J1名古屋に0-1と善戦 プレシーズンマッチ
FC岐阜は24日、岐阜市の長良川競技場で、J1名古屋とプレシーズンマッチ(PSM)を行い、0―1で惜敗した。
PSMはJリーグなどが主催する公式の練習試合。FC岐阜はスタメンに今季の主軸となる選手が名を連ねた一方、名古屋は中盤の中心選手をけがで欠く布陣となった。
◆プレス戦術、完成間近 守備に自信
FC岐阜は名古屋の速い展開を終始しのいで善戦。ペナルティーエリア内のファウルで前半20分にPKを与え、FWヨンセンに決められた。

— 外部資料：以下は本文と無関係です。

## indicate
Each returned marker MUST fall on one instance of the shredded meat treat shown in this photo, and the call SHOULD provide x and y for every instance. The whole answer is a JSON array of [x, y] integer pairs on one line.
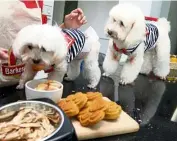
[[28, 125]]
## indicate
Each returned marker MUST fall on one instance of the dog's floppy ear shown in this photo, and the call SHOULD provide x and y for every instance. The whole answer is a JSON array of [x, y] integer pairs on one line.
[[137, 31]]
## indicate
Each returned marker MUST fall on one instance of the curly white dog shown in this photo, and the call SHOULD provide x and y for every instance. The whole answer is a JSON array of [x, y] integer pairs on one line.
[[147, 45], [59, 50]]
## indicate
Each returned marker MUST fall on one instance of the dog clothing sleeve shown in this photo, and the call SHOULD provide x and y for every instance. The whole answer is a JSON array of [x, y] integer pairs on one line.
[[151, 37], [77, 45]]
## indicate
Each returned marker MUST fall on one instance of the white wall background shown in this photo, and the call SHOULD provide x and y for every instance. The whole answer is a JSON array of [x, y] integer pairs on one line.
[[97, 13]]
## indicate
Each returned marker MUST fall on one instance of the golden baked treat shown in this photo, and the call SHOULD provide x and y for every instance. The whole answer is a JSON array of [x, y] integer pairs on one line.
[[70, 108], [79, 98], [113, 111], [49, 85], [84, 119], [93, 95], [42, 87], [96, 117], [91, 108], [38, 67], [87, 118], [98, 104]]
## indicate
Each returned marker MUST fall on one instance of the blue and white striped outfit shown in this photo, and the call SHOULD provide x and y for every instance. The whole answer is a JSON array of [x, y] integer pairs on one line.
[[78, 44], [151, 39]]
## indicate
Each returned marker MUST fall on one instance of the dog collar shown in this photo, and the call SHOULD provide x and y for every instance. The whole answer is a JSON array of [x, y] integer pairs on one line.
[[123, 50]]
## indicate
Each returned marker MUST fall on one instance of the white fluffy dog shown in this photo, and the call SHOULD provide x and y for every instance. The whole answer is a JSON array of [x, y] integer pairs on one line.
[[46, 45], [147, 45]]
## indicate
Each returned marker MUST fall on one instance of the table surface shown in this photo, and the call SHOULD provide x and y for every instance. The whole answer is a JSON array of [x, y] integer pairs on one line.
[[150, 102]]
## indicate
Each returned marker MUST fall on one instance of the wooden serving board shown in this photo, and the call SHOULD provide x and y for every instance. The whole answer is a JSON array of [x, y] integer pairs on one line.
[[124, 124]]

県初のプロチームとして誕生したばかりのFC岐阜が、Jリーグ創成期から活動しているビッグクラブの名古屋にかみついた。松永英機監督は試合後の会見で「いろんな意味で収穫は多かった」と満足げに第一声。Jリーグ開幕が2週間後に迫る中、順調に仕上がりつつあるチーム強化の進度に満足感をにじませた。
いきなり“春季キャンプ効果”が現れた。16―21日に行った宮崎キャンプで徹底して鍛えた、前線から複数の選手が相手ボール保持者を激しく追い込むプレス。「やろうとしたことの半分ぐらいはできた」「グループでボールを奪うシーンはよかった」と評する松永監督の言葉に、得点は奪えなかったが、守備での共通理解ができつつある満足感がにじむ。
特に、ドリブルを得意とするFW片桐淳至のパフォーマンスが出色だった。中盤の底で相手ボールを引っ掛け、パスを選択して前線に出るなど、昨季と比べると成長している試合勘を発揮。パスを警戒する相手にはドリブルで仕掛けるなど、自身が「(パスとドリブルの)バランスを考えていた」と振り返るプレーは、Jで戦う今季こそチームの大きな武器となることを印象づけた。
守備は完成間近だが、松永監督が課題とした残り半分の強化は「奪ってからフィニッシュ(シュート)までの自動化」という攻撃面の修正だ。チーム始動から約1カ月が過ぎ、Jリーグ開幕が迫っている。「開幕までには『微調整』したい」と松永監督。指揮官が描くチーム強化は、順調に詰めの局面に入っている。